Sunday, February 23, 2020

Ash Wednesday: The Art and Craft

Ashes to ashes dust to dust.

The phrase will be used next week, specifically on Wednesday. It's a reminder that human life is fleeting and that our hope is in Jesus Christ. Ashes - traditionally ashes made from the previous year's Palm Sunday palms - will be imposed in the sign of the cross on the forehead of believers as a visible acknowledgment of the reminder and the hope.

But sometimes ash is far from a symbol of faith and hope. During nine hours in May of 1980, an erupting Mount St. Helens covered about 22,000 miles of landscape with approximately 540 million tons of ash. The ash was as deep as 6 inches in some places. That's no small smear on a forehead.
Mt. St. Helens, May 18, 1980.
What do you do with 540 million tons of ash? 

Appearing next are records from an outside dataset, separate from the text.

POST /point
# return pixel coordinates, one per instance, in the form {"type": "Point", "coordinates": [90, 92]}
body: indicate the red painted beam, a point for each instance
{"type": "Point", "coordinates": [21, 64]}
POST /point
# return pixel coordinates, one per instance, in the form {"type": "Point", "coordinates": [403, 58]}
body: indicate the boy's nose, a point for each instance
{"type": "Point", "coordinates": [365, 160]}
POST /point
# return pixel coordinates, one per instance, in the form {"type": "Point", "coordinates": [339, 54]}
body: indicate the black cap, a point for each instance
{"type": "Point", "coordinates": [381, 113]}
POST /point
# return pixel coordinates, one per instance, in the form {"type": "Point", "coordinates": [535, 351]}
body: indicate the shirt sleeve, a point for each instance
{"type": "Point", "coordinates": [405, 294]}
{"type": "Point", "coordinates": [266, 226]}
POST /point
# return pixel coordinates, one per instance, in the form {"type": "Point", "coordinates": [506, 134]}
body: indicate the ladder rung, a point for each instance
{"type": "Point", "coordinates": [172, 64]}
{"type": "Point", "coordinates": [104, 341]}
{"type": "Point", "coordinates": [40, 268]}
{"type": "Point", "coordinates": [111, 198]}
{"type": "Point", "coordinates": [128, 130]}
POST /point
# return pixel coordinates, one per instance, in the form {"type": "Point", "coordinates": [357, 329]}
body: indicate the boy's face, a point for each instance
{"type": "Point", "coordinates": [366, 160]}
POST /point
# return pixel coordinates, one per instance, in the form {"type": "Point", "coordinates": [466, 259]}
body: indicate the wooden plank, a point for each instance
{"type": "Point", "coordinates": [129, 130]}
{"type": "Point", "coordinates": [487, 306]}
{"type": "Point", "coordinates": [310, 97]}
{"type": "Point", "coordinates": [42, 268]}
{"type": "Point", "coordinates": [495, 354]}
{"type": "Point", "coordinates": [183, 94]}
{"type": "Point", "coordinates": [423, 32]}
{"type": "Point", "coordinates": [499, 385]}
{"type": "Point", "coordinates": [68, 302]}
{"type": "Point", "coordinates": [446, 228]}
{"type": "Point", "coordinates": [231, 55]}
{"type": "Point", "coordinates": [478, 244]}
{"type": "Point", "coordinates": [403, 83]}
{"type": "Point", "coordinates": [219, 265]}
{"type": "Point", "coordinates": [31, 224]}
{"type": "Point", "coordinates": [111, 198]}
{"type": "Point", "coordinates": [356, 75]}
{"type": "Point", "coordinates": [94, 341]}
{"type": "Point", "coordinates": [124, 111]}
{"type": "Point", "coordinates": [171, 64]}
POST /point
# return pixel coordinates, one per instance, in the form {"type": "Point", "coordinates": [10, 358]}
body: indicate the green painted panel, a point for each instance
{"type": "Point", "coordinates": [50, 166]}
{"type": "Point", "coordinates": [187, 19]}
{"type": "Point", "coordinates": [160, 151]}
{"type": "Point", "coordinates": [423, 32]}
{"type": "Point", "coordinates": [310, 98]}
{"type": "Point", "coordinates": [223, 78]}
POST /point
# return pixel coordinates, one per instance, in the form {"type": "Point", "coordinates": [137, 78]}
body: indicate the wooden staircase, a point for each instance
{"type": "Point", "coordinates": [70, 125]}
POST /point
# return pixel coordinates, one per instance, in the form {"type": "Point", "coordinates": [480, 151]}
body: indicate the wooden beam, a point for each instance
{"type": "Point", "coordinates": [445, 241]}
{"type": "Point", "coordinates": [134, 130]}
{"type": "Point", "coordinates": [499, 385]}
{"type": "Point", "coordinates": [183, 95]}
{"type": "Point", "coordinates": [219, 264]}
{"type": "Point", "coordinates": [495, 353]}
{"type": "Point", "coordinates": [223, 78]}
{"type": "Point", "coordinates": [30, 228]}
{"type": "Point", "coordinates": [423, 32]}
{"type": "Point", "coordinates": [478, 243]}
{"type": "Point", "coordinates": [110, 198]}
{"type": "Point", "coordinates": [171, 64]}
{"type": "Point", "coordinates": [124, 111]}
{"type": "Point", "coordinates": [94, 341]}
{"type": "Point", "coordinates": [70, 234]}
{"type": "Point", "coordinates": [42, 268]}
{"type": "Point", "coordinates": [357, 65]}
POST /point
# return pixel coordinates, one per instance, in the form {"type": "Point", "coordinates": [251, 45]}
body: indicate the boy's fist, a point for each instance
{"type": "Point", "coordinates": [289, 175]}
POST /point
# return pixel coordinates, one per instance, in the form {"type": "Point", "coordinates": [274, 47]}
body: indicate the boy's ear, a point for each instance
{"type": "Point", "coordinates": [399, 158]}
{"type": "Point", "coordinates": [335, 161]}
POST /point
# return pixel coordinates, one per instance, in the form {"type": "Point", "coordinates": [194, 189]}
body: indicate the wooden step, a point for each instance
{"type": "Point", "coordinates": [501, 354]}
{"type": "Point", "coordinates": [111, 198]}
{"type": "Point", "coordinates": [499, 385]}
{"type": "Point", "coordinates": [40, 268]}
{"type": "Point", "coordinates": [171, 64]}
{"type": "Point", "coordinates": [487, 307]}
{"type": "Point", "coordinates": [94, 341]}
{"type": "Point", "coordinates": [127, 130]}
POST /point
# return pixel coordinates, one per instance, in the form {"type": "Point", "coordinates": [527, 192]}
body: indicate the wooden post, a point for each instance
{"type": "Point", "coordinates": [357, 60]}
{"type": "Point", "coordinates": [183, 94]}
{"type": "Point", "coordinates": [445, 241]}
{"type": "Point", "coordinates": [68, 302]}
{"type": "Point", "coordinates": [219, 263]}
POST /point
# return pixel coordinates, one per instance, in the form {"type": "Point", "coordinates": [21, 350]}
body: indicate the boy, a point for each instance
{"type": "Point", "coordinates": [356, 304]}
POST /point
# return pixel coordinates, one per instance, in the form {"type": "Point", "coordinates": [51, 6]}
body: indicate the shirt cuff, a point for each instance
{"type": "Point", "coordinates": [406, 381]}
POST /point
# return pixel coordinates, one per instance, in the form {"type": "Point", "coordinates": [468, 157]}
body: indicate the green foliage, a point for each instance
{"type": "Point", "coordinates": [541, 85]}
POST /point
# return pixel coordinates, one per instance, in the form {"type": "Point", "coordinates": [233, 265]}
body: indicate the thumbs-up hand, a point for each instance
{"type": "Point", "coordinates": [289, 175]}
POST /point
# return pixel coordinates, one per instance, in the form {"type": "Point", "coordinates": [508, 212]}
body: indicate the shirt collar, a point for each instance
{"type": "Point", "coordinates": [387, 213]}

Artists have an answer. It's glass. 

Glass is made from a mixture of sand, ash, and lime. Add in heat...lots of heat...and the mixture melts to create glass. Glassblowers in the Mount St. Helens area used the ash from the volcano to make glass vessels and ornaments.

It's sort of the recipe for Lent. Begin with ashes, add the "heat" of forty days of penitence, and see what sort of transformation happens. Think of the things that are made of glass: drinking glasses, eyeglasses, windows, suncatchers. How can each of these things illuminate the season of Lent? 

Glass can be colored all the way through by adding colorant to the sand mix or stained on the surface by applying a layer of color which is then fused to the glass in a kiln. What is the difference between the two methods if you look with Lenten eyes?
Ashes are imposed with the reminder that we are made from dust and to dust we shall return. Glass artist William Morris created the piece below, "Hunter," in 1988. A glass skeleton, which begins in part with ash, reminds us of the fragility of human life. 
William Morris. Hunter. 1998.
How we observe the days of Lent impacts, at least a little, how we celebrate on Easter. Glass, as a material and a process, may help us develop and experience a deeper Lent.